Schnuelle, who took time to speak to dozens of mushers informally, said he’s happy to share his own perspectives on training and the sport, but ultimately each dog driver has to determine what works best for them.

“This is what is so good about a show like this,” he said. “There is a lot of networking and opportunity to see new gear and equipment.”

Schnuelle currently has 38 huskies in his Whitehorse, Yukon, kennel and is training 24 for the upcoming race season.

Among the exhibitors this year was Gary Chapman of Critterwoods in Corinth with his steel snow hooks he said are designed to turn and dig into the snow even without the musher’s help.

“This hook always wants to land feet first and dig in,” Chapman said. “It will hold in almost anything.”

Chapman said it’s the camaraderie shared among mushers that keeps him coming to the trade fair.

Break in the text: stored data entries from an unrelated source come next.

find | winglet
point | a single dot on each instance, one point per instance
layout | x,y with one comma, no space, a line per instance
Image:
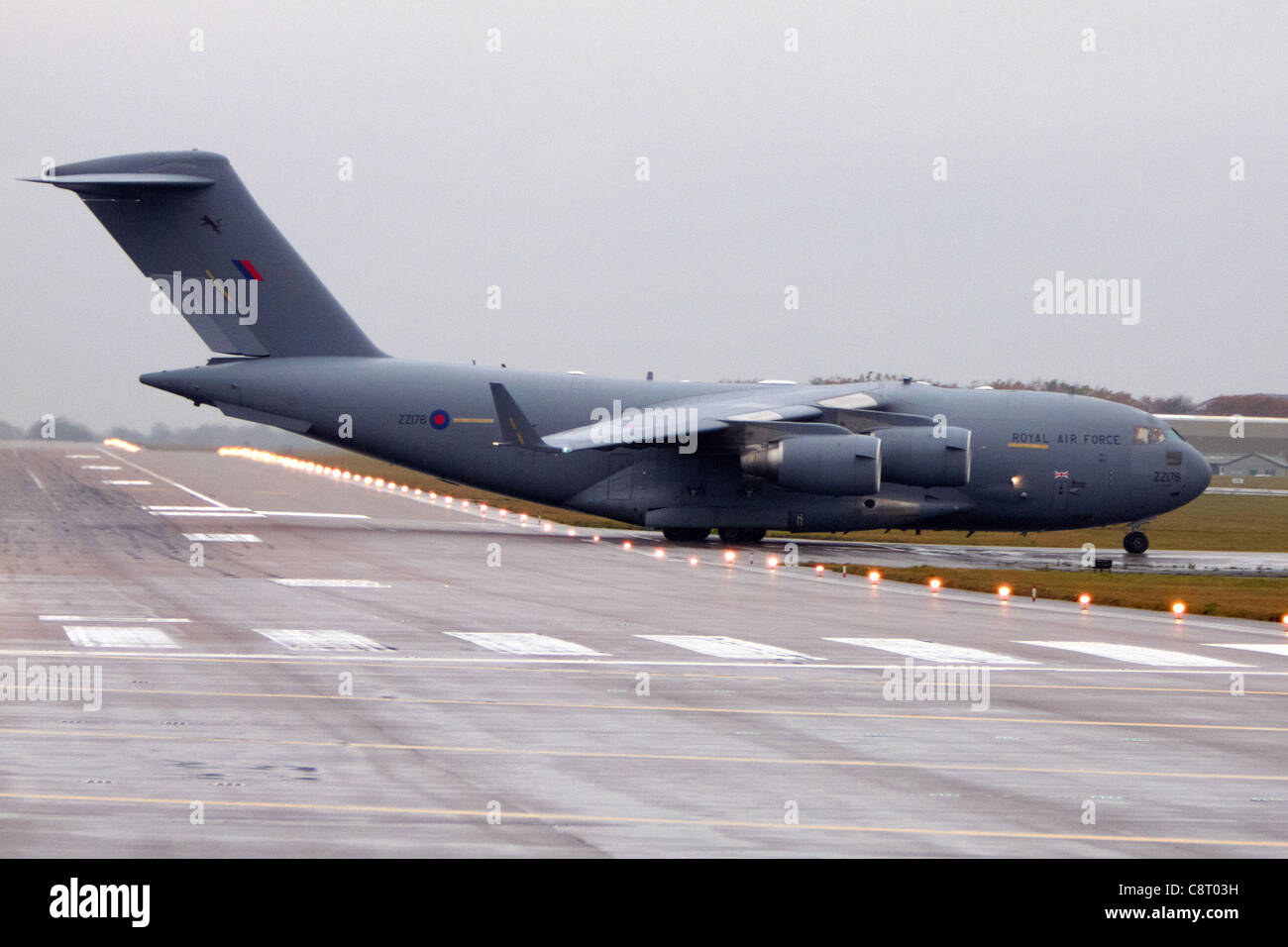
516,431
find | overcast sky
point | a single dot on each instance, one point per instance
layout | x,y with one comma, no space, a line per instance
768,169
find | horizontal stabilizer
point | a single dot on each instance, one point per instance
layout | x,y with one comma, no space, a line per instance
121,184
211,256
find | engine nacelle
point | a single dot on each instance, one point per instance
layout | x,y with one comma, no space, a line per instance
917,458
829,464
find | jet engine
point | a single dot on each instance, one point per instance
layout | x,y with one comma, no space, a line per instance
831,464
918,458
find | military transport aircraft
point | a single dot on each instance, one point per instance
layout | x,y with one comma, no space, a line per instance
682,458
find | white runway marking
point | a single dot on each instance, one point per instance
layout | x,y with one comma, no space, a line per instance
1136,655
930,651
524,643
1282,650
329,639
222,538
206,514
331,582
94,617
721,646
117,637
155,475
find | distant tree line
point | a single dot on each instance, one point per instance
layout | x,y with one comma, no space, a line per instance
1247,405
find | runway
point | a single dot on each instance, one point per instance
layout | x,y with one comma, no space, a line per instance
296,665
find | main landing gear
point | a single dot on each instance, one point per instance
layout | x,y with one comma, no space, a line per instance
1134,543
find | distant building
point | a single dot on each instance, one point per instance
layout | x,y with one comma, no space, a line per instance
1247,466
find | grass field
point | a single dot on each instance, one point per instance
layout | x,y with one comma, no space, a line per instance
1260,599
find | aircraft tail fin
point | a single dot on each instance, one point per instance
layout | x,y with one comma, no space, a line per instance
240,283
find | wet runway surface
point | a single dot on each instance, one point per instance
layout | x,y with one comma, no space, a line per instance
296,665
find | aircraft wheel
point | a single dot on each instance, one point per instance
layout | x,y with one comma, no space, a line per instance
686,534
1134,543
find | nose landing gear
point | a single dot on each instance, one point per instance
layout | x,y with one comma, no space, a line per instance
1134,543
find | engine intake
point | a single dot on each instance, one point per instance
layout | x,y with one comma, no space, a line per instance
829,464
917,458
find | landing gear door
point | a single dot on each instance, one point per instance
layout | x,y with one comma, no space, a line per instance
619,478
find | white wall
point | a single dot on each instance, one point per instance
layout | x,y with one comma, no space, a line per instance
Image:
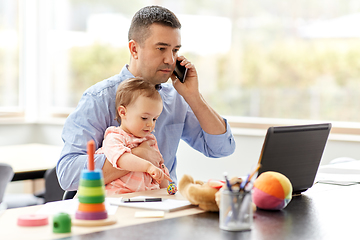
248,147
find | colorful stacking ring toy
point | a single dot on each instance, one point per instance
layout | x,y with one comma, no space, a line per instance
91,192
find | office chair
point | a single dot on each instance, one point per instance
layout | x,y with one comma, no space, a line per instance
53,191
6,174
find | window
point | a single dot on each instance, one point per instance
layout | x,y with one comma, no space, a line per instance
9,56
260,59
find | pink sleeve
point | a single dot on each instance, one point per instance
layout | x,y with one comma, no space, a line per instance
114,146
151,136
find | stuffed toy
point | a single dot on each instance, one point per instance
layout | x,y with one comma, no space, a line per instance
200,193
206,195
272,191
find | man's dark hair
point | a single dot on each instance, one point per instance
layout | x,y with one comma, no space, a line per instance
145,17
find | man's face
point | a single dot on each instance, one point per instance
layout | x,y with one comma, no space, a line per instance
157,55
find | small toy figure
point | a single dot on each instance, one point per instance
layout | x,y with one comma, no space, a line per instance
61,223
172,189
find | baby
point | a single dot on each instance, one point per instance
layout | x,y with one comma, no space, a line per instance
138,105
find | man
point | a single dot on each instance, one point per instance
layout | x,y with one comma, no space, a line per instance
154,42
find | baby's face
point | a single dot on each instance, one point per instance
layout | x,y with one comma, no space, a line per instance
141,116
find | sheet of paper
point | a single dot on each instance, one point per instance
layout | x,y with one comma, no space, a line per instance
149,214
338,178
70,207
167,205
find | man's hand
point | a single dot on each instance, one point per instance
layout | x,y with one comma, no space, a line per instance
146,151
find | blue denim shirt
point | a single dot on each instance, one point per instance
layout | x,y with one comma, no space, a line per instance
96,112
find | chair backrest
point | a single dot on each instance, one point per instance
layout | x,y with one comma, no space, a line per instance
6,174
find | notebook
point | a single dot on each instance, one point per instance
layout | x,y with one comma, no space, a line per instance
167,205
296,152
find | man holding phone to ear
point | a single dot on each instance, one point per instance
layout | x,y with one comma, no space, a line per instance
154,42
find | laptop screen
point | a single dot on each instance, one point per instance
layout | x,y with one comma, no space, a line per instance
296,152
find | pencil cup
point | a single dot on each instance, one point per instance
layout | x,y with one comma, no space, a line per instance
235,210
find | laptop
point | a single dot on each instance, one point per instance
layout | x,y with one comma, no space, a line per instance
296,152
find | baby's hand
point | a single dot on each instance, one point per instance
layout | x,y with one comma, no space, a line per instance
157,174
165,169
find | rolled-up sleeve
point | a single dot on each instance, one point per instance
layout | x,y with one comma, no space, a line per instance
214,146
87,122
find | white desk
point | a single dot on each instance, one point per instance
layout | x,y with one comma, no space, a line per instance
125,217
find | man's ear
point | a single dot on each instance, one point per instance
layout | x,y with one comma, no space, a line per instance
122,111
133,47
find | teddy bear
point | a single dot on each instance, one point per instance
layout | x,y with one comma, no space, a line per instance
206,195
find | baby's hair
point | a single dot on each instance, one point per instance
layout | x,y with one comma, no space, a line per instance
129,90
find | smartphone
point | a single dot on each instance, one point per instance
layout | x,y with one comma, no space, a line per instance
180,71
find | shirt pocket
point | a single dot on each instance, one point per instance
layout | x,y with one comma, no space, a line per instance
168,140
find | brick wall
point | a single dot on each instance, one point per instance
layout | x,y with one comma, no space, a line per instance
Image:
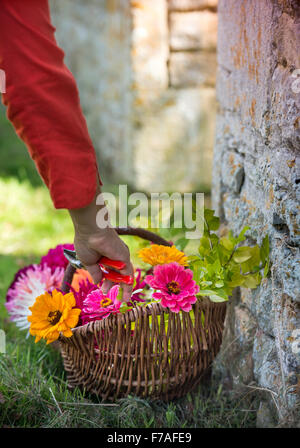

“They get to come to one place under one roof and see new equipment and get new ideas,” he said. “Mushing is such a great sport, [and] it’s an exercise thing that gets you and your dog outside staying healthy — what’s better than that?”

Across the aisle Bruce Swan of Kingdom Bound Kennels in Springfield was chatting with mushers about his specially formulated fishmeal supplement.

“I come every year,” Swan said. “I just like hanging around people who like to mush.”

Over the years the trade fair has afforded Swan the opportunity to meet top mushers like Dee Dee Jonrowe, Lance Mackey and now Schnuelle.

“That’s pretty cool,” he said. “When I started in this sport I felt like I was all alone, so this type of event gives us all the opportunity to learn from each other.”

Organizers said it’s the volunteer help they receive from people that really makes the annual event possible — including the many speakers who waive their regular speaker’s fee.

“I feel very appreciative of the generosity of all speakers we’ve had over the years who have given their time over the years,” Dugan said. “It’s amazing.”

Over at the Mountain Ridge booth, a steady stream of mushers was quizzing Dugan and John Osmond about their harnesses, gang lines, booties and other gear.

Makenna Harris, 13, was attempting to harness Jumar, a Border collie owned by Liz Graves.

“She is looking to buy a harness, and Jumar needs some more experience having harnesses put on him,” Graves said as the young dog stood stoically for the fitting.

Other exhibits included everything from cutting edge carbon fiber sleds to headlamps to clothing to wheeled carts for offseason training.

Mushers congregated outside in the heavy rain to admire puppies and different configurations for hauling dogs and gear on trucks.

“It’s just a joy to talk dogs for 48 hours,” Murphy said.